Lucille Clifton, 1995. / Afro American Newspapers / Gado / Getty Images

I was wrapping up some research in the Stuart A. Rose Manuscript, Archives, and Rare Book Library at Emory University when I requested a box of Lucille Clifton’s personal writings. I had not come to study Clifton. I was researching anti-lynching activism in Georgia, specifically a 1936 lynching photograph. But by the end of the week, I began turning to Clifton’s personal writing as an oasis. “Resolve to try to fear less and trust more and be healthy,” she wrote in her red Writer’s Digest Daily Diary on December 31, 1979. Clifton was a published children’s book author, memoirist, activist, and the poet laureate of Maryland when she wrote those words.

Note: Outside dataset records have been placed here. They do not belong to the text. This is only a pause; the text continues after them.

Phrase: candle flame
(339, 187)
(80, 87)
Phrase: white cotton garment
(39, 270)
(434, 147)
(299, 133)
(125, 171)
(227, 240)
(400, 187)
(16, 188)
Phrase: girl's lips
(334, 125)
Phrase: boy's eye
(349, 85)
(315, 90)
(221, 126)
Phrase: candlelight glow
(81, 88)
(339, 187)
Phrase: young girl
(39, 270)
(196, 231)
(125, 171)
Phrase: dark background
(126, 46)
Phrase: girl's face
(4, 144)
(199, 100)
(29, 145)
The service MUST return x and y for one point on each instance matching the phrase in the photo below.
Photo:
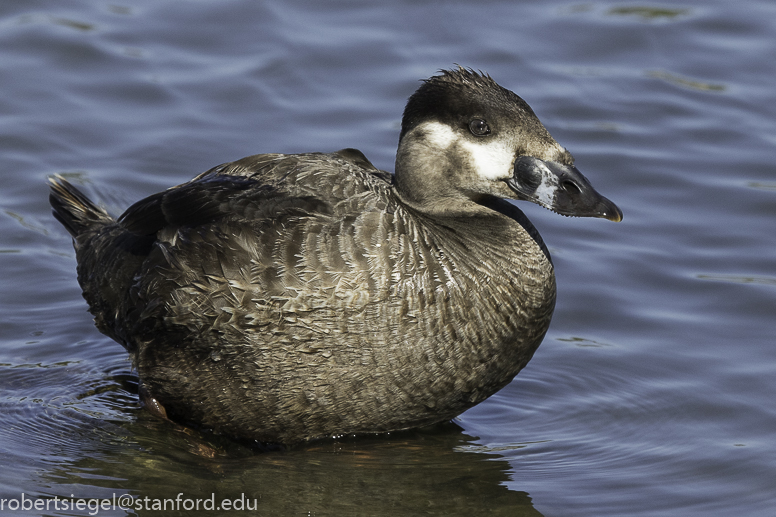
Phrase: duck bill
(561, 188)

She was also 43, the same age I was that September day. Her body of work, which includes Two-Headed Woman and Blessing the Boats, crossed oceans, told family stories, and revealed both the sting of injustice and the heart of what’s holy.

The day after Clifton resolved to “fear less and trust more and be healthy,” she wrote in her journal that she returned to a house with “no central heat; bad plumbing; and foreclosure.” A few weeks later, the house was auctioned off to the highest bidder. She sat down and wrote something anyway.